When the engine reaches a high speed range, the oil pump 5
As the rotational speed increases and the oil pressure for pumping lubricating oil also increases, the oil pressure overcomes the biasing force of the springs 18 and 23, and the pistons 19 and 24 are at the positions shown in FIGS. 3 and 5. Therefore, the lubricating oil is sent to the bypass passage 16 and sent to the valve train without going through the oil cooler 14. By not passing the lubricating oil through the oil cooler 14, relatively high temperature and low viscosity lubricating oil is sent to the valve train. Since the rotation speed of the oil pump 5 is increasing, a sufficient amount of lubricating oil is sent to the lubricating parts of the valve train, and the relative speed between the two contacting objects is large enough, so that the required oil film is is formed and maintained in a well-lubricated state. In addition, in the high speed range of the engine, the lubricating oil returned to the oil pan 3 and pumped from the oil pan 3 is kept at a low viscosity, so the increase in loss in the oil pump 5 is suppressed, and the friction loss of the entire engine is kept low. It can be suppressed.

[Effects of the invention] As explained above, when using the engine lubrication device according to the invention, the sub-lubrication path that sends the lubricant to the valve train has a control that switches the flow path of the lubricant depending on the level of the engine speed. The provision of a valve allows high viscosity lubricating oil that is forcibly cooled by the oil cooler to be sent to the valve train in the low engine speed range, ensuring a sufficient oil film on the lubricated parts of the valve train. can do. Therefore,
Boundary lubrication is avoided, and an increase in engine friction loss can be suppressed.

In addition, in the high speed range of the engine, a large amount of low-viscosity lubricating oil is sent to the valve train through the bypass passage that bypasses the oil cooler, so the valve train can maintain good lubrication. Increase in pump loss can be suppressed.

In this way, it is possible to suppress an increase in the friction loss of the entire engine in all rotation ranges, and by reducing the friction loss, it is possible to achieve the effect that fuel efficiency and output can be improved.
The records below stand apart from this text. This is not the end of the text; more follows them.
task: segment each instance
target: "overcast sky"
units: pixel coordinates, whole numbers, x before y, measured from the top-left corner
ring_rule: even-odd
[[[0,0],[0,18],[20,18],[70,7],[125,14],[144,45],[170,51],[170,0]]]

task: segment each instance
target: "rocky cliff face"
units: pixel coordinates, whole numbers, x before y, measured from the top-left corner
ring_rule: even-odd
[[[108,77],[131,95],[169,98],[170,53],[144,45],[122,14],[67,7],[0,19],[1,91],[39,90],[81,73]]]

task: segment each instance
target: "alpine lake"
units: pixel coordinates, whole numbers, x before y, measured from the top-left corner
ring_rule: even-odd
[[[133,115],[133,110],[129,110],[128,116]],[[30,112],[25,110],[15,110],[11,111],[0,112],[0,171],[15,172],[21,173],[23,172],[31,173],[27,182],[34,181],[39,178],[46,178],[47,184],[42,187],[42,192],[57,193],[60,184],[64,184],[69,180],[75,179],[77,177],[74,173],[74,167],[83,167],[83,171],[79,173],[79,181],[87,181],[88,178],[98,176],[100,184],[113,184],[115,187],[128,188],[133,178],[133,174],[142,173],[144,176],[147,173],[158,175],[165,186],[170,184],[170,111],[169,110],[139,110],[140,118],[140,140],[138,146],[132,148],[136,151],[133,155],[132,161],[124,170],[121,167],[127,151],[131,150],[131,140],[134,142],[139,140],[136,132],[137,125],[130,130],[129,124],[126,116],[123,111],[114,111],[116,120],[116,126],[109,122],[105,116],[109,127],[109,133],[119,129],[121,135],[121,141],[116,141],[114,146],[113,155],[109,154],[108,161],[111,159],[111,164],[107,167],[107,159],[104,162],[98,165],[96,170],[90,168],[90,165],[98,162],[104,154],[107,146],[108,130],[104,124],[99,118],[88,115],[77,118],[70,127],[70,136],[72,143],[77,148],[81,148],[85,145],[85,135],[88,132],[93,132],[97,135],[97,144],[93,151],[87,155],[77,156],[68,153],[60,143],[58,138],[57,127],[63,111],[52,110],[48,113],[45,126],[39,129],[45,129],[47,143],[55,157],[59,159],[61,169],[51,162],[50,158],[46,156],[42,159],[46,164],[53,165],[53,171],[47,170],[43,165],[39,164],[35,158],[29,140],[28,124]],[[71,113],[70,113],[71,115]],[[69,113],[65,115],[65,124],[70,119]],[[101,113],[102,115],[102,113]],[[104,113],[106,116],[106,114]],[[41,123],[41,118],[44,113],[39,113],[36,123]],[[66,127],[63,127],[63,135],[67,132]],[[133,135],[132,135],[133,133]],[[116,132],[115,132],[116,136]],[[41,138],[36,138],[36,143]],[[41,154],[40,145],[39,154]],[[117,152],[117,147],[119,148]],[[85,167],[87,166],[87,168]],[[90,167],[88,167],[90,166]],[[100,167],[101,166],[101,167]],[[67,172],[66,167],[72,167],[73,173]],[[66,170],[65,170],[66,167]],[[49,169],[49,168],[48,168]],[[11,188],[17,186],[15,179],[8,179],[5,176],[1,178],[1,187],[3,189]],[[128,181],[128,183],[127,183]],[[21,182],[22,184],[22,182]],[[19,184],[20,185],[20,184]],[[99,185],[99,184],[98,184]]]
[Brief explanation of drawings]

Fig. 1 is a lubrication system diagram of the engine lubricating device of the present invention, Fig. 2 is a sectional view of the control valve according to the first embodiment of the present invention, and Fig. 3 is another operating state of the control valve of Fig. 2. 4th cross-sectional view showing
The figure is a sectional view of a control valve according to a second embodiment of the present invention, FIG. 5 is a sectional view showing another operating state of the control valve of FIG. 4, and FIG. 6 is an engine speed, friction loss torque, and lubrication. This is a relationship diagram with the viscosity of oil. 1...Main lubrication route, 2...Sub lubrication route,
3...Oil pan, 5...Oil pump, 7...
Main oil hole, 14...Oil cooler, 1
6... Bypass passage, 17, 22... Control valve, 18, 23... Spring, 19, 2
4... Piston.

Claims (1)

[Scope of utility model registration request] In an engine lubricating device in which a lubrication path is configured with a sub-lubrication path that sends lubricant oil to a valve train of the engine and a main lubrication path that sends lubricant oil to other parts of the engine, an oil cooler is provided in the sub-lubrication path, A bypass passage that sends lubricating oil to the valve train without going through the oil cooler is connected to the sub-lubrication path, and lubricating oil is sent to the valve train through the oil cooler in the low engine speed range to the sub-lubrication path. A lubricating device for an engine, characterized in that a control valve is provided that sends lubricating oil to the valve train through the bypass passage in a high engine speed range.